Mir ist die Unterscheidung zwischen sinnlosen Mutproben und Courage wichtig. Zweitere verstehe ich nach Brechts „Mutter Courage“ als widerständigen Mut. Wir sprechen hier von äußerst schwierigen Situationen, in denen man mitunter sein Leben oder das seiner Kinder riskiert. Courage bedeutet für mich, Nein zu sagen oder etwas trotzdem zu tun, selbst wenn schwere Strafen drohen.
Aus zahlreichen historischen Beispielen wissen wir: Eine große Motivation, widerständigen Mut zu entwickeln, ist die Liebe. Dorothea Neff hat zum Beispiel ihre Freundin vor den Nazis versteckt. Ein anderer wichtiger Antrieb ist auch, den Nachkommen eine Welt in Freiheit und Demokratie zu hinterlassen.
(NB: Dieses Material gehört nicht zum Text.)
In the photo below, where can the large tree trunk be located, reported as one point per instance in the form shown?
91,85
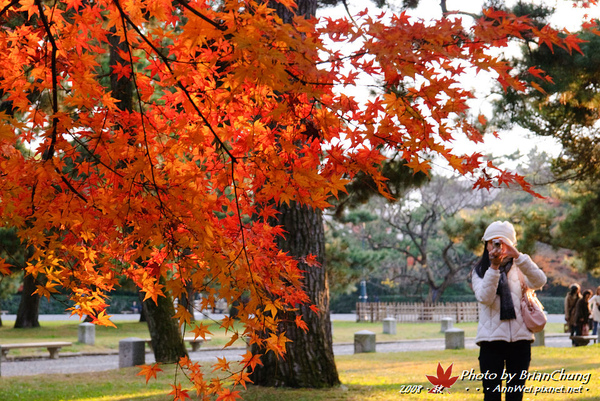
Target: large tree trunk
28,313
167,343
309,360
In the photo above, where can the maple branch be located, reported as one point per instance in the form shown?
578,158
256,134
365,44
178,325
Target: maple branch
166,61
200,15
70,186
49,153
142,115
8,6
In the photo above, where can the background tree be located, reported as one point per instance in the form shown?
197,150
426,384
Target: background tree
184,187
565,107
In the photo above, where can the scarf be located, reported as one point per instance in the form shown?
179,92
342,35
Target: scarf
507,308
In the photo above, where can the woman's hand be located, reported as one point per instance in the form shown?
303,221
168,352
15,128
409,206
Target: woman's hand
496,256
499,253
510,251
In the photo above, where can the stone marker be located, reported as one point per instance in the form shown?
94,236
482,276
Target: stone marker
455,339
364,341
87,333
132,352
447,323
389,325
540,339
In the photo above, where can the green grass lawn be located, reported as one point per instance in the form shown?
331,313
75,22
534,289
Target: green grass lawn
365,377
107,338
378,376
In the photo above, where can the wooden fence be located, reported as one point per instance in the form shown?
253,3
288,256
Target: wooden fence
417,311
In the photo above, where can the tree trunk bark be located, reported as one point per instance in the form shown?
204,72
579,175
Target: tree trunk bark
309,360
28,313
167,343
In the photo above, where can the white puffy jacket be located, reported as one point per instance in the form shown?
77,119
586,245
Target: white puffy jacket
490,327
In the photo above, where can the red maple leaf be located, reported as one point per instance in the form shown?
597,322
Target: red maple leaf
443,379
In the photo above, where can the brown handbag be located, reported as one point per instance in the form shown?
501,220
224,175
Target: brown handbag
532,309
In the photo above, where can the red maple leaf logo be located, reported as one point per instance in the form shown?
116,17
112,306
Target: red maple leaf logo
442,381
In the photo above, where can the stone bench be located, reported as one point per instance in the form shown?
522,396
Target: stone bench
53,347
196,343
583,340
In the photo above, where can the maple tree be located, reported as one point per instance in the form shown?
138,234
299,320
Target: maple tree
234,113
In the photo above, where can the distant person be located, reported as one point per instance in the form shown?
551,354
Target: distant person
504,340
582,313
595,309
570,302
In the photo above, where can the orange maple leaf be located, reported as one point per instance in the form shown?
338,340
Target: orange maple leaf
200,331
301,323
443,379
149,371
179,394
4,267
251,360
228,395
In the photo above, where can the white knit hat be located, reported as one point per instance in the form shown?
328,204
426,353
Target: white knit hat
501,229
Die Ärztin Ella Lingens hat, obwohl ihr Sohn erst drei Jahre alt war, Verfolgte aufgenommen und kam deshalb nach Auschwitz, wo sie nur knapp überlebte. Wie sie sagte, wollte sie ihrem Sohn später in die Augen schauen können. Für manche war ihr Glaube die Quelle ihres Widerstands.
Aber auch kleine Widerständigkeiten sind wichtig und mutig. Das kann ein Lächeln über die Straße für eine Freundin sein, mit der man nicht mehr sprechen darf, oder, um ein aktuelles Beispiel zu nennen, bei fremdenfeindlichen Bemerkungen in der U-Bahn etwas zu sagen, anstatt durch Schweigen zuzustimmen. Ich glaube, der Mut für solch ein Verhalten wächst schon in Kindern heran, deren Eltern ihnen vorleben, gegen den Mainstream zu sprechen – und natürlich durch ein politisches Umfeld, das couragiertes Verhalten gutheißt und zum Beispiel durch Auszeichnungen belohnt.